Antes de começar a responder essas perguntas, é preciso lembrar que as mudanças que entram em vigor para as eleições de 2018 já ocorreram [1], sendo que todas as outras que ainda estão em discussão ficarão disponíveis para as eleições a partir de 2020. Por ora, temos excrescências como um fundo público de mais de dois bilhões de reais para financiamento de campanhas eleitorais e o curioso distritão, que coloca todos os políticos em uma lista direta de votos – o que pode parecer mais democrático, mas, na verdade, privilegia quem tem mais recursos, o que não necessariamente leva a vitória os melhores candidatos. Em outras palavras: até então temos uma duvidosa solução para a representatividade e um orçamento para campanhas que não necessariamente as torna mais baratas.

Os deputados são a maioria dos candidatos – cerca de 92% do total, segundo os dados das eleições de 2014 [2]. Melhorar as condições de representatividade perante o voto e baratear as campanhas de uma fatia tão grande dos que participam de eleições deve resultar em um considerável avanço nestes dois aspectos.

Uma das medidas aprovadas para 2018 é a instituição de um limite de gastos para as campanhas eleitorais a depender do cargo que se pleiteia, o que é algo inédito por aqui. Porém, com a estrutura sendo igual a atual, em que os candidatos devem continuar buscando votos em grandes regiões, o custo continuará sendo alto. Este limite, sozinho, consegue sustentar que as campanhas sejam mais baratas? Muito provavelmente não, assim como simplesmente proibir dinheiro privado não o fez [3]. Qual seria, então, um meio de reduzir de verdade o custo de campanhas eleitorais e, de quebra, ainda melhorar a representatividade? Uma alternativa melhor pode estar no voto distrital misto.

O voto distrital misto é uma combinação entre os votos proporcional e majoritário, em que os eleitores depositam dois votos, sendo um para candidatos no distrito e outro para os partidos – sendo que os votos em partidos são computados conforme o quociente eleitoral e os votos majoritários levam a vitória os mais votados. Distrito seria uma região dentro de outra região maior em que o eleitor elegeria representantes. Exemplo: a região de Sorocaba (que seria um distrito), dentro do estado de São Paulo, poderia eleger seus representantes diretos dela.

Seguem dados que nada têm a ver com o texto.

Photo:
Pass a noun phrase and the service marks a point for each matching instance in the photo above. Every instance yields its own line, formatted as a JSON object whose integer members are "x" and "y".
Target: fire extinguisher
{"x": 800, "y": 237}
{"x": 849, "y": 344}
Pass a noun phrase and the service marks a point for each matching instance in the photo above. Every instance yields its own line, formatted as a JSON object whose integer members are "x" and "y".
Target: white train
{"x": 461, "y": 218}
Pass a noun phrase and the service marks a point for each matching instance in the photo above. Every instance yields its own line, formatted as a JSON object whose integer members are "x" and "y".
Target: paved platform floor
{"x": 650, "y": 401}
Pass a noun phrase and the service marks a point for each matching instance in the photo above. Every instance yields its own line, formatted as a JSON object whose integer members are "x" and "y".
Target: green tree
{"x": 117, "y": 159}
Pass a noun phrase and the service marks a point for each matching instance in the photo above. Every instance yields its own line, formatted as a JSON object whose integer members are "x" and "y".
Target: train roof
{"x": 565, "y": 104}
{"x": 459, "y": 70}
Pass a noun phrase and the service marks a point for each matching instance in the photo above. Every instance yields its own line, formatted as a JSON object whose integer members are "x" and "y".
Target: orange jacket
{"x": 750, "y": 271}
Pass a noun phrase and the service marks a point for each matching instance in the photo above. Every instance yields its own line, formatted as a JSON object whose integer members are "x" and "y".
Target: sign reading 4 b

A melhora da representatividade ocorre por meio da seleção que será realizada: o voto distrital pressupõe a existência de distritos, que são, na prática, regiões das quais sairão os candidatos. Isso existe hoje, mas não em termos legais: a região de Sorocaba pode ter sim seu candidato, mas ele terá de buscar votos em todo o estado de São Paulo se quiser ganhar a eleição. A diferença com o voto distrital, ele terá como foco os eleitores do distrito em que estiver.

E quanto a questão dos custos, como eles poderiam ser reduzidos com isso?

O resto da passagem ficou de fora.